Humans didn’t know this. They thought the demons, at the eve of their defeat, had unleashed the monsters on Earth. The truth was both gods and demons lost control over the monsters when the beasts began to interbreed, the new monsters of mixed light and dark magic being immune to the deities’ control. The gods had won the war, and the people of Earth were still paying the price. Humanity was protected in our cities past the walls, but we were not safe. Not as long as monsters still lurked past the wall. Not as long as we were caught in the epic war between gods and demons, between light and dark, a war that spanned worlds and stretched back millennia.

“The tourists look happy,” Carmen commented, watching them laugh as they played carnival games and ate deep-fried snacks.

The deliciously unhealthy smell of it made my stomach growl in hunger.

“The locals look happy too,” I said.

“This morning, an extra hundred paranormal soldiers arrived in town. Of course we’re happy. For a few days, we’re all safe.”

That was the point of the extra paranormal soldiers: to keep things safe for the wealthy tourists. It was easy to let the flashing disco balls, the colorful carousels, and the bubblegum music fool you, but at its core the Frontier was a dangerous, uncivilized place to be. A place where the monsters on this side of the wall were as dangerous as the ones out on the plains.

“How bad has it gotten?” I asked Carmen.

“Bad.” Her voice was solemn. “The district lords rule this town now. My father hardly has any power left.”

The sheriff didn’t have the resources to keep the city criminals from flooding to our town and using it as a convenient hiding place. The district lords did have those resources and then some. People here looked to them for help, even as they knew they were trading one devil for another.

“You have to do something, Leda,” Carmen pleaded with me. “The Legion could end this.”

Except the Legion of Angels answered to the gods. And the gods didn’t give a damn about earthly matters. As long as the district lords paid tribute to the gods, as long as they did not impede the Pilgrims, the voice of the gods’ teachings, from doing their work, the Legion of Angels would do nothing.

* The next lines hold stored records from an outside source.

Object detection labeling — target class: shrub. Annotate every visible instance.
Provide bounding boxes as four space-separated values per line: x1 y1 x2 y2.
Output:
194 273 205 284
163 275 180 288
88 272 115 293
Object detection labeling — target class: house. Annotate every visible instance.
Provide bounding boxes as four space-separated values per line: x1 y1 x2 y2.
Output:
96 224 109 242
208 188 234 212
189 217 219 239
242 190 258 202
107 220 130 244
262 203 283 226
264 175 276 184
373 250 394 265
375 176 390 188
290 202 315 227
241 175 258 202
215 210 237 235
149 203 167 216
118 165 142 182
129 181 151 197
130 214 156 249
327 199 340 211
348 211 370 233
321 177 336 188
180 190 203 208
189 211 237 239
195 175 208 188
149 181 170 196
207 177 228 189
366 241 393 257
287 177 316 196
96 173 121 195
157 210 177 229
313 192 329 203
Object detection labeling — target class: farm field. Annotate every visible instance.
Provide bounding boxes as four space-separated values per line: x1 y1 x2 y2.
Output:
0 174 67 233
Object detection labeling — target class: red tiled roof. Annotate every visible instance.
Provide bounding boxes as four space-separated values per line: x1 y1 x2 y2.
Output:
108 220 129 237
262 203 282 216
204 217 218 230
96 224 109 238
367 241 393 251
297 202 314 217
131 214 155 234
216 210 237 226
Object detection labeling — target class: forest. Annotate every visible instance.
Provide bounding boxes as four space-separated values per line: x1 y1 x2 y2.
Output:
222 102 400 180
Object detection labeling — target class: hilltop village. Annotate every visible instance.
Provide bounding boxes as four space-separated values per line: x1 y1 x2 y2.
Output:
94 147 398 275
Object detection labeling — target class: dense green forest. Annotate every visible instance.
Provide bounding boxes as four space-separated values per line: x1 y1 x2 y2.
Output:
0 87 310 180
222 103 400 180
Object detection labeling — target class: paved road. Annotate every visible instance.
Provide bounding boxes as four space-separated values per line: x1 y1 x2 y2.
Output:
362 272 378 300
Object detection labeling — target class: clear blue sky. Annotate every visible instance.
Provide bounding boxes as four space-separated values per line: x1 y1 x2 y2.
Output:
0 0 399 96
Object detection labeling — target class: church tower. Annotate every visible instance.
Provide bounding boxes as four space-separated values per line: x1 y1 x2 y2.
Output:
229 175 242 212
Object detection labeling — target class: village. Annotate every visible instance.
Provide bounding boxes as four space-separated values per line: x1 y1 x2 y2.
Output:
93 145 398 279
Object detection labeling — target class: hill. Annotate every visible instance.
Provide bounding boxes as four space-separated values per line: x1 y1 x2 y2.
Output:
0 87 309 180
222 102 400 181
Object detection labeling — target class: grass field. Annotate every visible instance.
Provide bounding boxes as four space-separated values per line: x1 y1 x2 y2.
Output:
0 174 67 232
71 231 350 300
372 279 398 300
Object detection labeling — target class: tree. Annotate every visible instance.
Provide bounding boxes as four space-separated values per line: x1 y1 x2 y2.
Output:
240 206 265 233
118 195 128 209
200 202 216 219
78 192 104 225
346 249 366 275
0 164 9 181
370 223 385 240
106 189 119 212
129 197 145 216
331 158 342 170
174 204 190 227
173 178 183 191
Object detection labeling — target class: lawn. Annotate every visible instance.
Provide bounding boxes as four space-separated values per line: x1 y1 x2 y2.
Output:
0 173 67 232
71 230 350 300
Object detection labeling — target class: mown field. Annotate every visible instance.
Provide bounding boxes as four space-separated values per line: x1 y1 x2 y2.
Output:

And it was that indifference that the district lords had been thriving on for years.

“We’re not allowed to interfere in local affairs,” I told Carmen.

She frowned at me. “Now that’s just bullshit.”

I couldn’t have said it better myself. We at the Legion of Angels, the hand of the gods, dealt only with threats to the Earth, to the gods. We were not supposed to interfere in mortal affairs. We were told that such things were beneath us, that we were not to sully our hands with squabbles between mortals and so-called ‘lesser’ supernaturals. Those were to be left to the local sheriffs and other law enforcement.

Except the local law enforcement didn’t get the resources they needed to keep the people safe. So the district lords had stepped in, and now they ruled like kings. That’s how they saw themselves: as cowboy royalty.

It was disgusting, I thought as I watched one of the district lords walk down the street in his expensive royal-blue cowboy boots and hat, surrounded by an entourage of bodyguards. He was acting like a king, like he owned this town. My town. And he was just one of many district lords in Purgatory.

The royal blue lord crossed paths with a cowboy lord from another district. They took a moment to stop and glare at each other. Tension brewed between them, heavy and thick, approaching a boiling point.

But then, just like that, they each moved along. It hadn’t come to a fight—at least not today. Who knew what tomorrow held? Each of the district lords was a different strain of the same disease, and that disease was consuming Purgatory from the inside. It made me sick.

“I know, Carmen.” I unclenched my fists. “I don’t like it any more than you do.” I had to get a hold on my anger.